4. Jahrgang Nr. 1 / 30. Januar 2004 - 7. Schwat 5764

Reflexe aus dem Nichts

Architekt Michael Arad aus Israel baut „Reflecting Absence“, das Mahnmal für das World Trade Center in New York

Von Ulf Meyer

Bis zu 20.000 Menschen besuchen täglich „Ground Zero“, das Areal des zerstörten World Trade Centers in Manhattan. Bald wird an dieser Stelle ein Denkmal gebaut, dass ein junger, weitgehend unbekannter Architekt aus Israel entworfen hat. Denn die Jury für das neue Mahnmal in New York hat Anfang Januar entschieden, dass künftig zwei große, zehn Meter tiefe Wasserbassins an die Opfer der Terrorattacken vom 11. September 2001 in New York, Washington und Pennsylvania erinnern sollen. Die Becken stellen die „Fußabdrücke“ des zerstörten World Trade Centers dar. Den „Reflecting Absence“ genannten Entwurf hat Michael Arad mit dem Landschaftsarchitekten Peter Walker aus San Francisco entwickelt. 5200 Entwürfe waren ursprünglich eingereicht worden..

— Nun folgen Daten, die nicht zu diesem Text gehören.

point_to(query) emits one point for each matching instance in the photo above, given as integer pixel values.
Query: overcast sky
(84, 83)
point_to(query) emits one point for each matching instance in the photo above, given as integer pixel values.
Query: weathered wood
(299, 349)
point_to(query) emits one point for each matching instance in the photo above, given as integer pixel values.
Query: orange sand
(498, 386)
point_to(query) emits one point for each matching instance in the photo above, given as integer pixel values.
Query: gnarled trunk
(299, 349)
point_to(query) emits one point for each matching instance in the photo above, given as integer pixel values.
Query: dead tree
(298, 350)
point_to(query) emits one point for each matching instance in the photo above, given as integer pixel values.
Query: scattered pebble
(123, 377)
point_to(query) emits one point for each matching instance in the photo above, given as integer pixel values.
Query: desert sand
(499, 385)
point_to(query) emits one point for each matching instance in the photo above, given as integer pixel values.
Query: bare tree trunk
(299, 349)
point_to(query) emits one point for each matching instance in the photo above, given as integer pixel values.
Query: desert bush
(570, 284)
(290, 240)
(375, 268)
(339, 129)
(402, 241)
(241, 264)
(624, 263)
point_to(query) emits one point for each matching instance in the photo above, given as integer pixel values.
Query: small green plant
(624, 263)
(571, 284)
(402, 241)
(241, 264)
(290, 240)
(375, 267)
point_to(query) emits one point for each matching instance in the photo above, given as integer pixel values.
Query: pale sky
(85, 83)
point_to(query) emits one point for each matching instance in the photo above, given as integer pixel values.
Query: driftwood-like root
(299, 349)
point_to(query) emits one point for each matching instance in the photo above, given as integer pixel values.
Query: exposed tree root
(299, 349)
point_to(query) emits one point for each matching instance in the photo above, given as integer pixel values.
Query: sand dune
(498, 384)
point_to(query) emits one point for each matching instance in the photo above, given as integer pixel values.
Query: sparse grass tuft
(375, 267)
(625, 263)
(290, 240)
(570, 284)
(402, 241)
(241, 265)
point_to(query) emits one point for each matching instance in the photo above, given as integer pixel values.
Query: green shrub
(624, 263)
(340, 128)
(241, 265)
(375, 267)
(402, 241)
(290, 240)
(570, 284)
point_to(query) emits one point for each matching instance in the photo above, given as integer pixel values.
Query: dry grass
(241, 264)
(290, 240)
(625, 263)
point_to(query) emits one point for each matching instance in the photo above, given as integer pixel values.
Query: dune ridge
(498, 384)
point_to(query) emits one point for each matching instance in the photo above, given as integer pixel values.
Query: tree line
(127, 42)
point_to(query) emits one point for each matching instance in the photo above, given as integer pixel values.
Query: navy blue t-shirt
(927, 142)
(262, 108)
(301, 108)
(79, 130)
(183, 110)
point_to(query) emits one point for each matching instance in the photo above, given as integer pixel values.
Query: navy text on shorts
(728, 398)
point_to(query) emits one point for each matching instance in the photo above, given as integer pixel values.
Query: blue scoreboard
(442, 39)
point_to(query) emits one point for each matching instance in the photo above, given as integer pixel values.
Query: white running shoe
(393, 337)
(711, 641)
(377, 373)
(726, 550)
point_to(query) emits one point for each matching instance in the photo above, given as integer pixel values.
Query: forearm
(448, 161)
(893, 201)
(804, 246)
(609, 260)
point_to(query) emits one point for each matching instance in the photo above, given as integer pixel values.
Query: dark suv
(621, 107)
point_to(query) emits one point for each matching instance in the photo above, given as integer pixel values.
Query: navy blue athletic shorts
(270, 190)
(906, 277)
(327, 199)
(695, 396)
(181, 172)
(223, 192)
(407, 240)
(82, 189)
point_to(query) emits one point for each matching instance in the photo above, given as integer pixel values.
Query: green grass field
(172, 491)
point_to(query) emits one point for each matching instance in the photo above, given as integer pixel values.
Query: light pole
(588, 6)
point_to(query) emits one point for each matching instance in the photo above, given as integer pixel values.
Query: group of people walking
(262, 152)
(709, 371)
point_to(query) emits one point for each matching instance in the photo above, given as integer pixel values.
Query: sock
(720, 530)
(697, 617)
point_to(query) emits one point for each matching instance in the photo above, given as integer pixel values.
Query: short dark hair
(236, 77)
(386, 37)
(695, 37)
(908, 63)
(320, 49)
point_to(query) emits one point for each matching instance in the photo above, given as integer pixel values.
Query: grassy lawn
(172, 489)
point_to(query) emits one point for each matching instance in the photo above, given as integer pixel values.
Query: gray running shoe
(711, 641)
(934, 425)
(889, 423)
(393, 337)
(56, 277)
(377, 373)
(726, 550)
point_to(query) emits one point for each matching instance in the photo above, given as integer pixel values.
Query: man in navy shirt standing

Arad (31) wuchs in Israel, den USA und Mexiko auf. Seit Beendigung seines Militärdienstes in Israel 1991 lebt er in den USA. Er studierte am Dartmouth College und am Georgia Institute of Technology in Atlanta Architektur. Seit 1999 lebt er in New York und arbeitete in großen Architektenbüros. Erst seit kurzem gehört Arad zur Entwurfsabteilung des New Yorker Stadtplanungsamtes, für das er bereits zwei Polizeiwachen entworfen hat.

Die Gedenkstätte, zu der auch ein gepflastertes Steinfeld und Bäume gehören, wird neben dem geplanten 533 Meter hohen „Freedom Tower“ einer der zentralen Punkte des Platzes.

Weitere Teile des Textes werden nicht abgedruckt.